Auch der Rechtsprechung ist nach Art. 3 Abs. 1 GG eine willkürliche Ungleichbehandlung ohne sachlichen Grund verboten. Bei Auslegung und Rechtsanwendung muss Art. 3 Abs. 1 GG beachtet werden (BVerfGE 84,197, 199; 101, 239, 269). Die Auslegung darf nicht zu Differenzierungen führen, die dem Gesetzgeber verwehrt wären (BVerfGE 69, 188, 205; 70, 230, 240). Bei der Überleitung von DDR-Renten besteht hierbei ein besonders weiter Spielraum (BVerfGE 112, 368, 401).
Dass der in Betracht kommende Personenkreis sich auf Rechtspositionen im Recht der DDR zu keinem Zeitpunkt berufen konnte und ein Anspruch für die durch die erweiternde Rechtsprechung Begünstigten erst durch die gesamtdeutsche Rechtsprechung realisiert wurde, wirkt sich nicht aus. Zwar bestand keine verfassungsrechtliche Verpflichtung der (gesamtdeutschen) Gesetzgebung und Rechtsprechung, diesen Personenkreis den durch § 1 Abs. 1 Satz 2 AAÜG begünstigten Personen gleichzustellen. Entschließt sich jedoch ein Grundrechtsverpflichteter, für alle oder für einen Teil der in Betracht kommenden Personen eine Gleichstellung vorzunehmen, muss er Grundrechte beachten, insbesondere das Willkürverbot nach Art. 3 Abs. 1 GG; er darf den Kreis der Begünstigten nur nach sachlichen Kriterien definieren. Folgerichtig hat das BVerfG in anderem Zusammenhang nach dem 3. Oktober 1990 getroffene Entscheidungen, die Auswirkungen auf Renten mit Zusatzversorgung hatten, ohne weiteres an Art. 3 Abs. 1 GG gemessen (vgl. etwa BVerfG, Urteil vom 28. April 1999 – 1 BvR 1926/96 –, BVerfGE 100, 104 Rn. 68 ff). Ebenso unergiebig ist für die Prüfung eines Verfassungsverstoßes, dass das Bestehen eines fiktiven Anspruchs auf Einbeziehung in das Zusatzversorgungssystem vom Wortlaut der jeweiligen Versorgungsordnung abhängig gemacht worden ist (BVerfG, Nichtannahmebeschluss vom 26. Oktober 2005 – 1 BvR 1921/04 –, Juris Rn. 47). Fehlte ein sachlicher Grund, einen Teil der Rentenbezieher zu begünstigen und einen anderen nicht, wäre diese nicht etwa gerechtfertigt, weil an den Wortlaut einer Regelung angeknüpft wird.

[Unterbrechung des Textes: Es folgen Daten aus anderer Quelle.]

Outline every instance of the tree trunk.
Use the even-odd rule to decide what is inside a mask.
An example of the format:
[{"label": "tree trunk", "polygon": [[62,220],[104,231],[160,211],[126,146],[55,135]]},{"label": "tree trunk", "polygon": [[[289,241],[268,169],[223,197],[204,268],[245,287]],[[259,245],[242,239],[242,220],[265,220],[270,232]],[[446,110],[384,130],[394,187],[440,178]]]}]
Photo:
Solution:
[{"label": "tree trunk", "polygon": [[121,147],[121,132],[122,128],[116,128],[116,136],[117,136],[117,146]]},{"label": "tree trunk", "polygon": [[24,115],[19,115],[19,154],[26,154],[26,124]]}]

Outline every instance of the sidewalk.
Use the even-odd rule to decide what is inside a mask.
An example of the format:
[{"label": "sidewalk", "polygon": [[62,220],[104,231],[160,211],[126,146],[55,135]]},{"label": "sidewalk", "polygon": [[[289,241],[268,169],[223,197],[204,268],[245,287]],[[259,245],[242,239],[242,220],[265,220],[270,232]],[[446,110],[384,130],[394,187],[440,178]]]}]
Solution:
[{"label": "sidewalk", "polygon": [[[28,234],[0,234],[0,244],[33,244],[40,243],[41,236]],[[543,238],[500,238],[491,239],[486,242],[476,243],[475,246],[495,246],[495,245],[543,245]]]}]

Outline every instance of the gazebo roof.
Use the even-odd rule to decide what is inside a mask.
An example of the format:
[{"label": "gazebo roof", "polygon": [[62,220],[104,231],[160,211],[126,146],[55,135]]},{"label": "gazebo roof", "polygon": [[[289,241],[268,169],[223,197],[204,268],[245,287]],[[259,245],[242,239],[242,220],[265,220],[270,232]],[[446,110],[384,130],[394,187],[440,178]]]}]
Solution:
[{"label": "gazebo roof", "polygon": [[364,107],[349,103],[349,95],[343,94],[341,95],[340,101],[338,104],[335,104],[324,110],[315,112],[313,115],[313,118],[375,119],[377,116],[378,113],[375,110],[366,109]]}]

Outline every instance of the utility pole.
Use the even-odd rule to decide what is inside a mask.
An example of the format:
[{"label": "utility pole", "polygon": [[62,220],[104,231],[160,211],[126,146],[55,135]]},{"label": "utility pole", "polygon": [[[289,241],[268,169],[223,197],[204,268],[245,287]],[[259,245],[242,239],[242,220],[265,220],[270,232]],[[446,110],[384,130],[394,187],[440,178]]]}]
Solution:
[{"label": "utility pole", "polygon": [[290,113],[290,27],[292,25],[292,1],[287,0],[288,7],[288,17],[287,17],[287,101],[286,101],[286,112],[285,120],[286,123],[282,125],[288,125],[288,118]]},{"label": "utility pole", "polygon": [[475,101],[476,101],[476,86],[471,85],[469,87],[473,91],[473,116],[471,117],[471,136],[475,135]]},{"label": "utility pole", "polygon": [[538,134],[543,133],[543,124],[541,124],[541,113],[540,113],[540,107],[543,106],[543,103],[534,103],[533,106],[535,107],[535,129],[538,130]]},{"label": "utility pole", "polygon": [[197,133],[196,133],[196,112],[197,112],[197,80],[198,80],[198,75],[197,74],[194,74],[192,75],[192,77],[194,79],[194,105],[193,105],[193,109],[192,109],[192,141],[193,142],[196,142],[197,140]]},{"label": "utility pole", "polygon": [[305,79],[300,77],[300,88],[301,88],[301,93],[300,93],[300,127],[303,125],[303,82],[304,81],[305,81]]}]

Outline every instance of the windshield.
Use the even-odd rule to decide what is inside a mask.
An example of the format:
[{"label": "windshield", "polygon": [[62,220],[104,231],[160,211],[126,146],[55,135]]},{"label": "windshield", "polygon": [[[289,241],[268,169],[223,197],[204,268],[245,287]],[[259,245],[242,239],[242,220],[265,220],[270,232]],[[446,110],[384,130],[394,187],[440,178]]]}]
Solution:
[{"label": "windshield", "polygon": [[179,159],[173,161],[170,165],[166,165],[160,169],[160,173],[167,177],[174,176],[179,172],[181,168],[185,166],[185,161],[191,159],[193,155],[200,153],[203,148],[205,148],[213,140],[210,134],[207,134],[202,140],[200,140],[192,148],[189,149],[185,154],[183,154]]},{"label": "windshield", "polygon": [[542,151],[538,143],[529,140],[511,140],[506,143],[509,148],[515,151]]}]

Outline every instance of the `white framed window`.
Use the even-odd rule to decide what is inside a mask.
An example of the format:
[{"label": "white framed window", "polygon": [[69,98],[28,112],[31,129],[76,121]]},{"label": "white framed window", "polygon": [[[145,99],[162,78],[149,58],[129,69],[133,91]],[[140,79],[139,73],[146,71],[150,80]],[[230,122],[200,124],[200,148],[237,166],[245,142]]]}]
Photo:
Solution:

Die Differenzierung ist jedoch gerechtfertigt, weil die erweiternde Regelung Ingenieure begünstigt, die in der industriellen Massenproduktion und dem komplexen Wohnungsbau tätig waren. Es stellt einen sachlichen Grund dar, an die - typisiert - eintönigste Ingenieurtätigkeit eine zusätzliche Rentenzahlung zu knüpfen. Eine Tätigkeit in der industriellen Massenfertigung und der baulichen Massenproduktion ist in hohem Maße durch monotone, einförmige, ermüdende Arbeitsabläufe gekennzeichnet. Die Personen zu begünstigen, die in diesem Bereich tätig waren, bezieht sich auf Umstände, die auch gegenwärtig erfahrungsgemäß häufig zu zusätzlichen Entgelten führen und sich deshalb rentenrechtlich auswirken können; die seinerzeit herrschenden politisch-ideologischen Kriterien wirken sich damit gerade nicht aus. Dies gilt um so mehr, als dass der Gesetzgeber zu einer typisierenden und pauschalierenden Regelung von Massenerscheinungen befugt ist. Die damit verbundenen Härten wären hier nur unter Schwierigkeiten vermeidbar (vgl. BVerfGE 87, 234, 255 f).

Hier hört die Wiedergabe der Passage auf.